MSTG makes yet one more interesting point.  It seems that the Stats Truism is true precisely when it operates against a rich, articulated, well-defined, set of options (“relatively” small helps too).[5] As MSTG note “statistical models have proven adequate for properties of language for which the learner’s hypothesis space is known to consist of a very small set of options (5/6).” I will leave it to your imagination to consider what someone who believes in a rich UG that circumscribes the space of possible grammars (me, me, me!) would make of this.

I would like to end with a couple of random observations.

First if anything like this is on the right track it further dooms the kind of big data investigations that I discussed here. What’s relevant is potentially unbounded. There’s no algorithm to determine it. To use Knight-Keynes lingo (see note 3), much of inquiry is uncertain rather than risky. If so, it’s not the kind of problem that big data statistical analysis will substantially crack precisely because inquiry is uncertain, not merely risky.[6]

Second, statistical language learning methods will be relevant in exactly those domains where the mind provides a lot of structure to the hypothesis space.  Absent this kind of UG-like structuring, sophisticated methods will likely fail. Word learning is an unstructured domain. Saussurian arbitrariness (the relation between a concept and the sound that tags it being arbitrary) implies that there isn’t much structure to word the learning context and, as MSTG show, in this domain, statistical learning methods are worse than useless, they are wrong. So, if you like statistical language learning and hope to apply it fruitfully you’d better hope that UG is pretty rich.

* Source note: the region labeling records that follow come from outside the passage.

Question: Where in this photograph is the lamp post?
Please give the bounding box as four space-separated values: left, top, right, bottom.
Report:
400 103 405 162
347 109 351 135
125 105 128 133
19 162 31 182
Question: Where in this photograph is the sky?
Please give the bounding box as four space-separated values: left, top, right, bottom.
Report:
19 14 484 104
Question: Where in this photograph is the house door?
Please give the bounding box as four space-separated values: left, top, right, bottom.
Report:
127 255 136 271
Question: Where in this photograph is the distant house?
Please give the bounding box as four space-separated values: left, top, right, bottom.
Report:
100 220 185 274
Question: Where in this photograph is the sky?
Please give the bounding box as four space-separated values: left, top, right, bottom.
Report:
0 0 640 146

Third, there are two reasons for doubting that MSTG’s point will be quickly accepted. First, though simple, Baye’s Law looks a lot more impressive than ‘guess and stick’ or ‘first is best.’  There is a law of academia that requires that complicated trump simple. Simple may be elegant, but complexity, because it is obviously hard and shows off mental muscles (or at least appears to), enhances reputations and can be used to order status hierarchies. Why use simple rules when complex ones are available? Second, truisms are hard to resist because they do seem so true. As such the Stats Truism will not soon be dislodged. However, MSTG’s argument should at least open up our minds enough to consider the possibility that it may be more truthy than true.

[1] I believe that this is currently the dominant view in parsing (but remember I am no expert here). Earlier theories (see here) did not assume that multiple hypotheses were carried forward in time but that once decisions were made about the structure, alternatives were dropped. This was used to account for garden path phenomena and was motivated theoretically by the parsing efficiency of deterministic left corner parsers. 
[2] MSTG have an interesting discussion of how kids recover from a wrong guess (of which there are no doubt many). In effect, they “forget” what they guessed before.  Wrong guesses are easier to forget, correct ones stick in memory longer.  Forgetting allows this “first-is-best” process to reengage and allows the kid to guess again.
[3] Remember Cartwright’s observation (here for discussion) that Hume’s dictum is hard to replicate in the world outside the lab? Here’s a simple example of what she means.
[4] Sophisticated methods triumph when uncertainty can be reduced to risk. We tend to assume that these two concepts are the same. However, two very smart people argued otherwise: Frank Knight and J.M. Keynes argued for the importance of the distinction and urged that we not assimilate the two. The crux of the difference is that whereas risk is calculable, uncertainty is not. Statistical methods are appropriate in evaluating risk but not in taming uncertainty.
[5] Gigerenzer and Haldane also try to identify the circumstances under which more sophisticated procedures come into their own and best the simple rules of thumb.
[6] A point also made by Popper here. We cannot estimate what we don’t know. There are, in the immortal words of D. Rumsfeld “unknown unknowns.”


  1. How does the approach you seem to endorse here differ from that of BRIAN MACWHINNEY [2004] "A multiple process solution to the logical problem of language acquisition*?